Lawn grubs are beetle larvae that live in the soil under your grass. They are fleshy, crescent-shaped creatures that eat grass roots, resulting in large areas of dead lawn. Not only do the grubs themselves damage your lawn, leaving large brown spots no matter how diligently you water your grass, but they attract skunks, moles and raccoons and an assortment of other unwanted garden pests who wreak havoc on your yard trying to get to the grubs.
Push the edge of a shovel into three sides of a 1-foot square of dying brown grass and lift up the flap of turf. If you feel no resistance, grubs have likely eaten the grass roots. More than five grubs under the 1-foot square indicates a grub infestation serious enough to call for eradication measures, according to the Penn State College of Agricultural Science.
Apply a powdered formulation of the bacteria Bacillus popilliae to your lawn. This bacteria causes milky spore disease in Japanese beetle grubs, which kills these pests. Sprinkle 1 tsp. of the bacteria powder over sections of lawn in a checkered pattern and water it in thoroughly.

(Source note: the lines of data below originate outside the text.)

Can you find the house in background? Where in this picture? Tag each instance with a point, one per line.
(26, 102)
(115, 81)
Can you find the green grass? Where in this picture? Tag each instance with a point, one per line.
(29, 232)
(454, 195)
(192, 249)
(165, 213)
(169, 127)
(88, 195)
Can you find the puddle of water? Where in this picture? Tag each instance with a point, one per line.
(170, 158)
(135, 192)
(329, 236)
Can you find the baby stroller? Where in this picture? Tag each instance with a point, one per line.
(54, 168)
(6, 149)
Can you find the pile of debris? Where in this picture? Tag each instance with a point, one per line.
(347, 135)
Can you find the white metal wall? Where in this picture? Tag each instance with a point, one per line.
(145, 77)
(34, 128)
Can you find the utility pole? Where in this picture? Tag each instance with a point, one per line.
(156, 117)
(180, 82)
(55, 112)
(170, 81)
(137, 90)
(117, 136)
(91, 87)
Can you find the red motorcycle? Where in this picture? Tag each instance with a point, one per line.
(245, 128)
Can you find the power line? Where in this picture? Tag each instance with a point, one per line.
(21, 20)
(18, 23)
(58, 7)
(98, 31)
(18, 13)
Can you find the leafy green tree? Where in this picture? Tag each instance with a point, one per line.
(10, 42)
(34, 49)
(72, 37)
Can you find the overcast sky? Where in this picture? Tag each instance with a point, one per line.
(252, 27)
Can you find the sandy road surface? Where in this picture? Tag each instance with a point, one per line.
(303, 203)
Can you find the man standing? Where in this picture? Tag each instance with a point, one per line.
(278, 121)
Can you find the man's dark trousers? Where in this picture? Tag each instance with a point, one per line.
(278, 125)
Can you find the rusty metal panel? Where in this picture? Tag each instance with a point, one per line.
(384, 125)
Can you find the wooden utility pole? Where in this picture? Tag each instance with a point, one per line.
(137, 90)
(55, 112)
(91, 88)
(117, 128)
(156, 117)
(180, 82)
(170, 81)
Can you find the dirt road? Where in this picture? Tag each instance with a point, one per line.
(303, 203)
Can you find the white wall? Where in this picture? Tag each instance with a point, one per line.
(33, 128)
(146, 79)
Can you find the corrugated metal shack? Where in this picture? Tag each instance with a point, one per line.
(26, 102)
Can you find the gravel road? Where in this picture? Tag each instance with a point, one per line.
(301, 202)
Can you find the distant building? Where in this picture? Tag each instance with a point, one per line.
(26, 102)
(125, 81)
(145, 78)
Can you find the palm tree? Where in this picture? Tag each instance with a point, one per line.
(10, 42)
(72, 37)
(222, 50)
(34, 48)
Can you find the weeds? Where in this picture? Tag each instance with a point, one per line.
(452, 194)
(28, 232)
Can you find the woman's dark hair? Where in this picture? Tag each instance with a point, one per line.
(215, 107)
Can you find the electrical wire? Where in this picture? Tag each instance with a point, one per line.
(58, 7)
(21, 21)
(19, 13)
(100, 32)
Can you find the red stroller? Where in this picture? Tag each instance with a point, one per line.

Spray beneficial nematodes over your lawn. Nematodes are microscopic worms that kill grubs by feeding on them from the inside. Available at many gardening stores, nematodes are safe for pets, people and the majority of insects.
Mow your grass so that it remains at least 2 inches long. Japanese beetles, the species responsible for much grub damage to lawns, do not like to lay their eggs in long grass.
Water your grass once every three days instead of every day. This watering schedule is less conducive to grubs, which need a constant source of moisture to survive, and makes it less likely that beetle eggs will hatch.